Женя повернулся к нему, прижимая к груди альбом Пиросмани. Еще мгновение — и Женя скажет Хлебникову что-нибудь очень злое; но Женя вдруг сознает, что Хлебников говорил заведомо несправедливые слова, говорил не ради истины, даже не ради того, чтобы обидеть Женю, а, скорее всего, из-за едкой досады на себя… Для него важно быть не хуже других…
Хлебников насмешливо смотрит на Женю, поднимает с пола чашку, отпивает. Он считает, что Женина добросовестность во всем, в том числе в рассуждениях, чрезмерна. Она вредит ему же. Такое мнение, кстати, ему уже высказывалось в этой комнате.
Хлебников уже отпраздновал победу.
Женя стоял и держал альбом у груди, как щит. Щит, который Хлебникову не удалось пробить.
— Я не могу отдать натюрморт на выставку.
Женины слова согнали довольство с лица Хлебникова.
Женя опустил глаза, покраснел.
— Я разорвал холст. Он не понравился мне.
Хлебников недоверчиво посмотрел на Женю, досадливо отвернулся. Прошло несколько тягостных минут. Женя стоял, как наказанный, не смея уйти, а Хлебников нервно барабанил пальцами по колену.
— Порвать холст — это… — Хлебников замолк, казня Женю молчанием. — Порвать холст, — снова медленно заговорил он, не спуская с Жени глаз, — это варварство. У тебя не было на это права.

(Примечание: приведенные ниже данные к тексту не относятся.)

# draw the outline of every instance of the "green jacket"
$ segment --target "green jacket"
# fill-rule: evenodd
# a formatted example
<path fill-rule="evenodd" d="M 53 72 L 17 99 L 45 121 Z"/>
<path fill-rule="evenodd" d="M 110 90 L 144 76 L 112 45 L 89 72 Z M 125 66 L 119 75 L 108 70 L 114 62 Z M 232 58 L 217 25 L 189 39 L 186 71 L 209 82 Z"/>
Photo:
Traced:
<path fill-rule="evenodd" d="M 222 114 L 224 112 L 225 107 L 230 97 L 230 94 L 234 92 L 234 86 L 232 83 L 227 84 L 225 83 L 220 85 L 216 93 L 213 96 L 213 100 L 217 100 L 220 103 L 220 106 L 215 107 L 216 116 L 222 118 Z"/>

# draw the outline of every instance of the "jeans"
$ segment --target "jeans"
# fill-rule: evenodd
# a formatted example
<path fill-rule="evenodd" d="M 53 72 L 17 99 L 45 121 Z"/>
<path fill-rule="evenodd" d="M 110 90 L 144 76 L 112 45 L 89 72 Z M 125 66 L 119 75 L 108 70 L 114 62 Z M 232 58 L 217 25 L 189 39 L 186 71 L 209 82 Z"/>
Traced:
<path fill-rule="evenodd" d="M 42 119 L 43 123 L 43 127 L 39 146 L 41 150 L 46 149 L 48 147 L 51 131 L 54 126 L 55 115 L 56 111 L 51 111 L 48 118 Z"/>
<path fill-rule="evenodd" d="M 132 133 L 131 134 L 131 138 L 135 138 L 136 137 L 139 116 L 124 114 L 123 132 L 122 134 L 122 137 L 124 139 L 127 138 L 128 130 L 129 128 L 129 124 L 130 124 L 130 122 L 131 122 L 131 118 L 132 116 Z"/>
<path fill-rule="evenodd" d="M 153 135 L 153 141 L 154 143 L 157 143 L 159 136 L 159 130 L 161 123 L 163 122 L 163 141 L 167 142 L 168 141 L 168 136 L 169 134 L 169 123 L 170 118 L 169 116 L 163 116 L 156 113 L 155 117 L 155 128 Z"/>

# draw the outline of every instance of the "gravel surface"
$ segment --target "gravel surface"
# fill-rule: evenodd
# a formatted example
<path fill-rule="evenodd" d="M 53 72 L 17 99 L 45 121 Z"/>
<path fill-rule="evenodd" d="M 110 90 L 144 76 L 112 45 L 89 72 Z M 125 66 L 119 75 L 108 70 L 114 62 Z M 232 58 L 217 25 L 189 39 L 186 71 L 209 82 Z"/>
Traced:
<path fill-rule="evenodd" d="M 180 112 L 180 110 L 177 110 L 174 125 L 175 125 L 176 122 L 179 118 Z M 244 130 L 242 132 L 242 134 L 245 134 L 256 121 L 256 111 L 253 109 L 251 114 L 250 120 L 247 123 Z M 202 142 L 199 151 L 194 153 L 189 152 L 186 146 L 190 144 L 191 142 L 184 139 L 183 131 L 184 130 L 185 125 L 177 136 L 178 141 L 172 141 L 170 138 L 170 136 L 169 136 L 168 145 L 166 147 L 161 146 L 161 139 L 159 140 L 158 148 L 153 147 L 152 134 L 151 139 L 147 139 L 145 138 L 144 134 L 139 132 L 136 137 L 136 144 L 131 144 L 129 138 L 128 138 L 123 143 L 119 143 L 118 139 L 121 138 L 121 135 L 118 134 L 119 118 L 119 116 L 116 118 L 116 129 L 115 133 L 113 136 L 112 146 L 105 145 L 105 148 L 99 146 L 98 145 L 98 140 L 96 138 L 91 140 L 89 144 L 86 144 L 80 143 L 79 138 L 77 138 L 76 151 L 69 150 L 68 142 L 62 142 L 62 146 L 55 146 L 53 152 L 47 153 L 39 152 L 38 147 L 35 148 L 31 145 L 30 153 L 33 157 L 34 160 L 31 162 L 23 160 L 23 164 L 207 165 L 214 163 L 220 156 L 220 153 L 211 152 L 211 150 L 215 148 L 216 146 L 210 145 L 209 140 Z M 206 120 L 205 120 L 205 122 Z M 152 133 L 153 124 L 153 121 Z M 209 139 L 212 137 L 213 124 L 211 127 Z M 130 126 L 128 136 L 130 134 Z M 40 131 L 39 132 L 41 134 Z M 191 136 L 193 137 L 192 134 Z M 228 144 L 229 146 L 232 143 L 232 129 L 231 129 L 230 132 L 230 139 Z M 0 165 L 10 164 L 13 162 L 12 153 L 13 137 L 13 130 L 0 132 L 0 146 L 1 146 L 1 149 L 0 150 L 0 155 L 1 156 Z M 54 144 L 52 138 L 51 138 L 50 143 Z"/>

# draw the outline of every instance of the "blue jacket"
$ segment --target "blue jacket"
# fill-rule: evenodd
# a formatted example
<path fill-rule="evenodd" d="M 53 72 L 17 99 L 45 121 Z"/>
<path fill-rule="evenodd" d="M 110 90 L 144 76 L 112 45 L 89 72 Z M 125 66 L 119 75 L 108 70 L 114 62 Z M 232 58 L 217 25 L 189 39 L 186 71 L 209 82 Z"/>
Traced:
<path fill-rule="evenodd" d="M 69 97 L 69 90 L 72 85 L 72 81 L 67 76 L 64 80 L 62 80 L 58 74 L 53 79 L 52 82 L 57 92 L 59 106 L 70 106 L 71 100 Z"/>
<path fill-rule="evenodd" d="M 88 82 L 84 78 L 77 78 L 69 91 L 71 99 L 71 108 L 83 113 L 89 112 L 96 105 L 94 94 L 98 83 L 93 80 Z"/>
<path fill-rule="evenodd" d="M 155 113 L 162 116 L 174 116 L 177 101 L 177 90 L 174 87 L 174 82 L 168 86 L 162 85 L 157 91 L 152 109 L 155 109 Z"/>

Хлебников постепенно выпрямлялся в кресле. Он говорил тихо.
Порвать холст… Вот к чему привела Женю его нетерпимость к недостаткам, в том числе к своим. Сила обернулась слабостью… Хлебников давно перестал бы работать с Женей, но Женя способный художник. Его беда в крайних взглядах на жизнь. Искусство быть человеком, может, не столько в том, чтобы любить чистое и прекрасное, сколько в том, чтобы понимать и прощать то, что ниже идеала. Ибо в конце концов именно таков человек! Человек, может, и не виноват в своих слабостях, доставшихся ему еще от каких-нибудь неандертальцев. Человек усовершенствуется, но очень медленно. Человек стыдится своих слабостей, ненавидит и любит их!.. Все очень сложно, и Жене нужно подумать над всем этим…
Порвать холст — это конец. Конец вполне логичный при Женином максимализме. Нужно найти гармоническое соотношение между собой, жизнью, идеалом и холстом. Все это должно быть подогнано в определенных пропорциях.
Хлебников посылал в Женю копье за копьем, но Женя закрывался глухим молчанием, от которого отскакивали его копья. Что было за этим молчанием, Хлебников не знал; в нем ему чудилась какая-то сила, которая не давала ему успокоиться, остановиться. Он боялся этой силы и хотел во что бы то ни стало ее, невидимую, победить.